I would start your search with one of poodle clubs in your region, perhaps the Greater Milwaukee Poodle Club. They might know if anyone is still breeding from the KarDon lines. However, be prepared for the possibility that they might steer you elsewhere if they aren't comfortable recommending a breeder still using the line. 

Times have changed as far as getting a toy poodle and, to some extent, even a mini poodle. Most good breeders currently have wait lists. The want ads still have ads from puppy mills and backyard breeders; there are many reasons to resist temptation and to avoid such breeders. However, since you currently have a young dog at home, I would have advised you to wait anyhow. I added a puppy when my older dog was 14 months. It would have been easier to deal with the puppy if my older dog was past the teenaged mischief stage. My older dog enjoyed having a puppy, but his training came to a screeching stop while I put all my efforts into socializing and housebreaking the puppy.


----------



## Peacepoodle365 (Nov 12, 2020)

Ty. Definitely never enough time. 

Yes, I think I should wait until Ginger goes through more training and I get through the winter at the very least... I would rather do housebreaking in spring or summer or fall! So I figured if I started looking now I could get on a wait list if any relatives with reputable breeders are still out there. Unless I stumble upon an adult dog which I would consider too.

Part of my challenge is that I don't live in WI anymore, I'm in MA, so most of my search has to be over the internet.

It is definitely tough, I feel like both Ginger and I are feeling the emptiness and it is so sad, but I can also wait for the right puppy.


----------



## EJStevenP (Oct 27, 2021)

Peacepoodle365 said:


> How many of you have multiple sizes as part of your family?

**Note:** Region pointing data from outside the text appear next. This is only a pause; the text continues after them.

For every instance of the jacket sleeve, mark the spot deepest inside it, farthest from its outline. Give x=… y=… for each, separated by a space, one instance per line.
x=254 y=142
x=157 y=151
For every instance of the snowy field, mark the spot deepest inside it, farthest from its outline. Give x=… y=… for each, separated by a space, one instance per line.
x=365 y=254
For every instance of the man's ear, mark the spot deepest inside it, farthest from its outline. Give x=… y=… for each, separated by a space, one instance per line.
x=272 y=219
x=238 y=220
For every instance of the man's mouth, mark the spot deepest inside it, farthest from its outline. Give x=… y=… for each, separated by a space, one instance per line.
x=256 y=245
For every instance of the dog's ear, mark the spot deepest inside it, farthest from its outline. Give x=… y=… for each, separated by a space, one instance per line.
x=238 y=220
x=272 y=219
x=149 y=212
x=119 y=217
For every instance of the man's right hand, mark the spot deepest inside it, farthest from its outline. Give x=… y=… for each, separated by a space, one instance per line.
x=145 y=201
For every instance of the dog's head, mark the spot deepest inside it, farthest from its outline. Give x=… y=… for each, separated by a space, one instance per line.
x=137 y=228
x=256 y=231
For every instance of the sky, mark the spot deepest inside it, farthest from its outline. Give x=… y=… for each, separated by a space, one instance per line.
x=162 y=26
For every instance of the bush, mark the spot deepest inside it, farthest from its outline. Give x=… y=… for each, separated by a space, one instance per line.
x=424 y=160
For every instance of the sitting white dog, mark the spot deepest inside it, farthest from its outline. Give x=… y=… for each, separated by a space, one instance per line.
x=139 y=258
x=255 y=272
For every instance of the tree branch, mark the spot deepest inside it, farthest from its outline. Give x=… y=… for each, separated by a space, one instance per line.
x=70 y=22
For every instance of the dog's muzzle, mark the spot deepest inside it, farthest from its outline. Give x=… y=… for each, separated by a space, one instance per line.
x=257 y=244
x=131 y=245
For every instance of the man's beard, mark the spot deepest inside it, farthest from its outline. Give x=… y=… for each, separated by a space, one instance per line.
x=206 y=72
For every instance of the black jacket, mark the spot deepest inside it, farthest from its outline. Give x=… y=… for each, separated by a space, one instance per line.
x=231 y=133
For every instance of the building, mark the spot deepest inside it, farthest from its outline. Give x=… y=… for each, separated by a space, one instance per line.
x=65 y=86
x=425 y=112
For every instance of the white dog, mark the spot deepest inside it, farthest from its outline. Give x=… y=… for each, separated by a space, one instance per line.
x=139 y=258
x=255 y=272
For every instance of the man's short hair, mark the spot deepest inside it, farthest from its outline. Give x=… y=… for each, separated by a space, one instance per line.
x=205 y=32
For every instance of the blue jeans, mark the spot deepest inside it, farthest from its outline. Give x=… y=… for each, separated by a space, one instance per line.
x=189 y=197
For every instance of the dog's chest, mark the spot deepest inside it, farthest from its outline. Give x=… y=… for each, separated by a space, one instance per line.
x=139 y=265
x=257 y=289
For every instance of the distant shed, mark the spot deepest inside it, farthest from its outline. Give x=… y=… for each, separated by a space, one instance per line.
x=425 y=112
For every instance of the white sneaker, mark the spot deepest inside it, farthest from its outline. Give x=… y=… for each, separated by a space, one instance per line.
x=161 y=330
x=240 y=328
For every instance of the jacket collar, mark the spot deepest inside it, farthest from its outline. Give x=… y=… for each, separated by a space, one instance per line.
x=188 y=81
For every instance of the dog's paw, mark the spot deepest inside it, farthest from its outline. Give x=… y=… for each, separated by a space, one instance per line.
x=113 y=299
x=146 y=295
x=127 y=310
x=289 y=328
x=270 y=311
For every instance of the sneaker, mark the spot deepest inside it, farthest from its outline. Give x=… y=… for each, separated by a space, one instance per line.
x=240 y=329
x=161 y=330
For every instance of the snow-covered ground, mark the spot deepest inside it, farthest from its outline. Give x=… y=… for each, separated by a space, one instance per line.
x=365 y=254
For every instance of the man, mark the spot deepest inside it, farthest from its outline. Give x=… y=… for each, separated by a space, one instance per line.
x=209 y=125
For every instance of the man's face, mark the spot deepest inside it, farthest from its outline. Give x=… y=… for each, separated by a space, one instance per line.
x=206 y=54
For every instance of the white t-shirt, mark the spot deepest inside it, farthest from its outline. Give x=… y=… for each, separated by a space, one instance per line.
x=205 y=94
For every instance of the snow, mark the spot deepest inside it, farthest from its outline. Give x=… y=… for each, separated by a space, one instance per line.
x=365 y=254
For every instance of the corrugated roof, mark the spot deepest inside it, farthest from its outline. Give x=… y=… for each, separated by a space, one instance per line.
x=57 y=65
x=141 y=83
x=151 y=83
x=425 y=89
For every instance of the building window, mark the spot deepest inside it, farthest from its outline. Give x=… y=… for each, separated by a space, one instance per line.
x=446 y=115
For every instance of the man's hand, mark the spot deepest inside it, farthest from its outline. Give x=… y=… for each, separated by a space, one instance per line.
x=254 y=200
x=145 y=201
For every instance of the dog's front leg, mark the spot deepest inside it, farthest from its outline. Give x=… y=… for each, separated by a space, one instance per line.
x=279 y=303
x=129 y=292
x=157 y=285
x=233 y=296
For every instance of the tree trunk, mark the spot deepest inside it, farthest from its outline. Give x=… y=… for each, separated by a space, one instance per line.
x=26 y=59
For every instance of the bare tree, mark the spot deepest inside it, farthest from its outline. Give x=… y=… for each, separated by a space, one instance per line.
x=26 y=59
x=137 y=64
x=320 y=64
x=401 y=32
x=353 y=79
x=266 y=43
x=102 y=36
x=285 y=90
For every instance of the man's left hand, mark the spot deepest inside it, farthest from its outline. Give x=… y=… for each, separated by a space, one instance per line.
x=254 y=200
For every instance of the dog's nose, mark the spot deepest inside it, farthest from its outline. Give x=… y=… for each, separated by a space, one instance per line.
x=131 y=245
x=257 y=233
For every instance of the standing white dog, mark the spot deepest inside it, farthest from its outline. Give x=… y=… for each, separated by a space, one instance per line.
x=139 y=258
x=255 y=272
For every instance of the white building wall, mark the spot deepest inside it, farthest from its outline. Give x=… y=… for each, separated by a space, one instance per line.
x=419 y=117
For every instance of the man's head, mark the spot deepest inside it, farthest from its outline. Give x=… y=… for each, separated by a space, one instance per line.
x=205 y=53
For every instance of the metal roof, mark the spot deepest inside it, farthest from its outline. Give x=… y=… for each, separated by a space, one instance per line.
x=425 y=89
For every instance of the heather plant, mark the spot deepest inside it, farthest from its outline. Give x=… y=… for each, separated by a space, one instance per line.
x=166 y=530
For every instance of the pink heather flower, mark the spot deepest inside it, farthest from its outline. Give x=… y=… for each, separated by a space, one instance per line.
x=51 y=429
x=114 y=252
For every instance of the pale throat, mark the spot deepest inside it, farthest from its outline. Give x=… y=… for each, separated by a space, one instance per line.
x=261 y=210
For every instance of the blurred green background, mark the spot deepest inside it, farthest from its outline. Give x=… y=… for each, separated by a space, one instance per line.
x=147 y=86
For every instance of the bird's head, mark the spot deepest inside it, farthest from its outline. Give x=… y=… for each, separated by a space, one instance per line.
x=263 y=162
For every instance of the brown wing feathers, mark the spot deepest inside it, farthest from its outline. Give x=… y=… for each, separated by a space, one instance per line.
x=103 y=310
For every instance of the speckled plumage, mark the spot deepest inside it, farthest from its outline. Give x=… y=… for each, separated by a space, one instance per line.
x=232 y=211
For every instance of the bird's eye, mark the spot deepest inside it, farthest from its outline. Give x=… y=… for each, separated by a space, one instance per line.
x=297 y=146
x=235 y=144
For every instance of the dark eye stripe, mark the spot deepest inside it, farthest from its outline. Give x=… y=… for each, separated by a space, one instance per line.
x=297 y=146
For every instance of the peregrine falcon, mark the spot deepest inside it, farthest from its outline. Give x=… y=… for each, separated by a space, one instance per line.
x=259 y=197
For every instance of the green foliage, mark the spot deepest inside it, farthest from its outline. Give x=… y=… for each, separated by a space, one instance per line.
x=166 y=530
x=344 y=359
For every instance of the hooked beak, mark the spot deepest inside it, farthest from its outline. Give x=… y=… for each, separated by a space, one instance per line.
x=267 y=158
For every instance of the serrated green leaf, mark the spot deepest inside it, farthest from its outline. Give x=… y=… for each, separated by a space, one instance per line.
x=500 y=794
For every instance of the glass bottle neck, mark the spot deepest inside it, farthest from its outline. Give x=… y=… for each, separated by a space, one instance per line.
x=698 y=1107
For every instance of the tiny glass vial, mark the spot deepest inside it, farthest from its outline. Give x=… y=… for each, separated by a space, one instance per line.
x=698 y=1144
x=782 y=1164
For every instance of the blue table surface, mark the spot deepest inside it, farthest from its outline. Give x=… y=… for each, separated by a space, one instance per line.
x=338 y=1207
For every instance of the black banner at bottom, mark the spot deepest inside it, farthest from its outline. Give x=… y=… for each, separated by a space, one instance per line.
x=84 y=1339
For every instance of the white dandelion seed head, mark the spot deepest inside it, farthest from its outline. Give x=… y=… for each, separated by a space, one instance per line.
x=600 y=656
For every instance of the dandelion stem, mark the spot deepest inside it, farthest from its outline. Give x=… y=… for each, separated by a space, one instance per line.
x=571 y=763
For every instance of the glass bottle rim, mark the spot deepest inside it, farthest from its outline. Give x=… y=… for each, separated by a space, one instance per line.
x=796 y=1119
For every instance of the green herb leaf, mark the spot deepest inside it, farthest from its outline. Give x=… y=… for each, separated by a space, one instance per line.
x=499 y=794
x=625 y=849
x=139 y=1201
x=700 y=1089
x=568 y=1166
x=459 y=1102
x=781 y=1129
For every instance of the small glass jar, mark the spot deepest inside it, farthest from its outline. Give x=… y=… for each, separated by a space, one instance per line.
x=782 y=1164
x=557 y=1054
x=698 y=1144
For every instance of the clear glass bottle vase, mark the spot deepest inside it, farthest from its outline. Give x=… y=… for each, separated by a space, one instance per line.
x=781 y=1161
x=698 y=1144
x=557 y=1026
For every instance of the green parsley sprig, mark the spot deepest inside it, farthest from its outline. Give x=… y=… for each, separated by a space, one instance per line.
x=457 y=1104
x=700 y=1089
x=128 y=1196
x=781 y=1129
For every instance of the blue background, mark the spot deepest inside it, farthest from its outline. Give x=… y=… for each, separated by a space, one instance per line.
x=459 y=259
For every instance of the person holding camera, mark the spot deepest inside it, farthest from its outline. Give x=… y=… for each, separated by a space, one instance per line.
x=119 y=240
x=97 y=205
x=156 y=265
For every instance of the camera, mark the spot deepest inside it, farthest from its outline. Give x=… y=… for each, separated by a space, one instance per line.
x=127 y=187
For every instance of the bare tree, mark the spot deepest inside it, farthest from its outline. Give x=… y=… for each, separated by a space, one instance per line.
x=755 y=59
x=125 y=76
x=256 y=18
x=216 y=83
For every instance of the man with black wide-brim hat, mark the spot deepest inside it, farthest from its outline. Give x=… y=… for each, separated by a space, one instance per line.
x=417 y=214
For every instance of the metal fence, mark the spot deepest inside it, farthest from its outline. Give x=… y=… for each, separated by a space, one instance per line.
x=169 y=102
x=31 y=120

In the past I had a 12 pound toy and 110 pound mutt be the best of friends. Currently I have a 14 pound toy who is 13 years old, a 9/10 month old standard who is HUGE and getting bigger, and a 13 week standard who is, to put it nicely, a little on the butterball side. I think as long as the bigger dogs don't pick on the smaller you are in good shape. In my house the toy is the King of the Castle and everyone else falls in line.


----------